Daniel Zemans, our man in Chicago, checks in with another piece of intel from the road, this time in Indianapolis. —The Mgmt.
334 Massachusetts Avenue, Indianapolis IN 46204 (map); 317-636-7662; bazbeaux.com
Pizza Style: Thin-crust
Oven Type: Gas
The Skinny: The undisputed king of Indianapolis pizza serves up pies with good toppings and a tasty cheese mixture that are undermined by a thick flavorless crust
Price: 12-inch pies start at $9.25
Since I started writing for Slice, I try to make it a point when visiting a new city to find either the best local pizzeria or one with a particularly longstanding local following. Finding the most popular is usually easy, but identifying the one commonly thought of as the best is often a challenge because there are usually so many divergent opinions on the question. That is decidedly not the case in Indianapolis, which I drove through this weekend. In that town, Bazbeaux Pizza stands alone in the hearts and stomachs of the natives.
From its founding in 1986, Bazbeaux was named the city's best pizza by Indianapolis Monthly every year for two decades. That streak came to an end in 2007 when the magazine found a new favorite and chose Dom DiCarlo's as the area's best pie. In 2008, the editors of Indianapolis Monthly did not weigh in on the best pizzeria, but the people voted and they chose Bazbeaux. It’s not just the mainstreamers who are on the Bazbeaux bandwagon: Nuvo, Indianapolis' alternative weekly paper, named Bazbeaux the town's best pizza this year.
Bazbeaux's menu includes a wide variety of specialty pizzas and one of the more interesting arrays of toppings I’ve ever seen, including snow pea pods and black bean dip. I went with the Bazbeaux Special, which comes with fresh basil, garlic and sun-dried tomatoes. I made a significant modification in adding sausage, a decision I made both because I almost always try the sausage at every new pizzeria I try and because I thought the pizza would need something else of substance to balance out the sun-dried tomatoes.
The first thing I noticed when I saw the pizza was that it was cut in slices instead of squares. Someday, I hope to learn the origins and development of the square cut. We have it in Chicago and it’s prevalent throughout the Midwest, including Minneapolis, Milwaukee, Omaha and St. Louis, and even extends east to Cincinnati. It apparently exists in Indianapolis: Maria's, which has been serving Indianapolis since 1955 and was under consideration for my Indy pizza pit stop, cuts their pies into squares.
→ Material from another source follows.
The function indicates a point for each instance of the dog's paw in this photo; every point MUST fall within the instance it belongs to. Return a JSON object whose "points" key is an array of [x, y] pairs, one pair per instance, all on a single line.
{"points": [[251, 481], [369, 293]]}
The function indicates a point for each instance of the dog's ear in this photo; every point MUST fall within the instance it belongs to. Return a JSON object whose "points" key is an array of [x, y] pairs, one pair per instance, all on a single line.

But for whatever reason, Bazbeaux opts to buck local tradition and cuts their pies into the internationally better known 8-slice configuration.
Every pizza at Bazbeaux’s is topped with a combination of provolone, mozzarella and Pecorino romano, which results in a nice slightly tangy cheese layer that I really enjoyed. And while the cut of the pizza may have been out of place in the Midwest, the thick layer of the unique cheese combination was very much steeped in local dairy-loving tradition. The sauce had a very light sweetness to it and had small chunks of tomato, which added some nice light bursts of flavor. The application of fresh garlic was great – enough to balance out the rest of the pizza, but not so much as to overwhelm it.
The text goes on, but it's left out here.